## MultiVectorDocumentDB


In [None]:
import os
import sys
sys.path.append('../')

from dotenv import find_dotenv, load_dotenv
load_dotenv(find_dotenv(), override=True)

from load_document import load_document
from multi_embedding_document_db import MultiEmbeddingDocumentDB

#### Load files and  and split them into chunks. This chunks will be our parent documents.

In [None]:
docs = load_document("./files/state_of_the_union.txt", chunk_it=True, chunk_size=4000)

In [None]:
len(docs)

In [None]:
len(docs[0].page_content)

In [None]:
from langchain.docstore.document import Document

docs2 = [Document(doc.page_content, metadata=doc.metadata.copy()) for doc in docs]

docs == docs2

#### Initialize the document database

In [None]:
data_folder = os.path.abspath("../data/multi_embedding_document_db")
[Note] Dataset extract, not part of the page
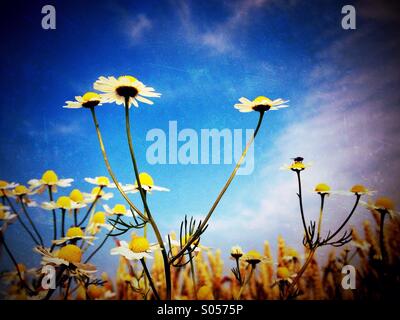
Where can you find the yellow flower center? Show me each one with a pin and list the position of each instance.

db = MultiEmbeddingDocumentDB(
        data_folder,
        functor=[("chunk", {"chunk_size":400}), "summary", ("question", {"q":2})]
    )

**`upsert`** inserts documents into the database, ignoring existing documents and deleting outdated versions

In [None]:
db.upsert_documents(docs)

The parent documents are stored in the `docstore` asociated to the `vectorstore` used by the data base. The generator **`yield_keys`** returns the ids of the parent documents in the docstore.

In [None]:
ids = list(db.vectorstore.docstore.yield_keys())

len(ids)

And the method **`get_by_ids`** returns the list of parent documents associated with a list of ids

In [None]:
doc = db.vectorstore.get_by_ids([ids[0]])

len(doc[0].page_content)

In [None]:
print(doc[0].page_content[:200])

The method **`get_child_ids`** returns the ids of the childs of a parent document.

In [None]:
child_ids = db.vectorstore.get_child_ids(ids[0])

len(child_ids)

In [None]:
child_docs = db.vectorstore.similarity_search("", k=100, filter={"id": ids[0]})

len(child_docs)

In [None]:
len(child_docs[0].page_content)

In [None]:
print(child_docs[0].page_content[:200])

Note that upserting updated documents only inserts the modified content and deletes the outdated content

In [None]:
for doc1, doc2 in zip(docs, docs2):
    assert doc1.page_content == doc2.page_content
    doc1.metadata.pop("id")
    assert doc1.metadata == doc2.metadata

In [None]:
docs[0].page_content = docs[0].page_content.upper()

In [None]:
db.upsert_documents(docs)

In [None]:
docs[0].metadata

#### Retrieval

**`as_retriever`** returns a retriever that can be used to query the database for documents

In [None]:
child_docs = db.vectorstore.similarity_search("justice breyer", k=5)

In [None]:
len(child_docs)

In [None]:
len(child_docs[0].page_content)

In [None]:
print(child_docs[0].page_content[:250])

In [None]:
# k is the number of child docs to retrieve and used to identify the parent docs to return
retriever = db.as_retriever(k=5)

In [None]:
related_docs = retriever.invoke("justice breyer")

In [None]:
len(related_docs)

In [None]:
len(related_docs[0].page_content)

In [None]:
print(related_docs[0].page_content[2250:2750])

In [None]:
db.delete_index()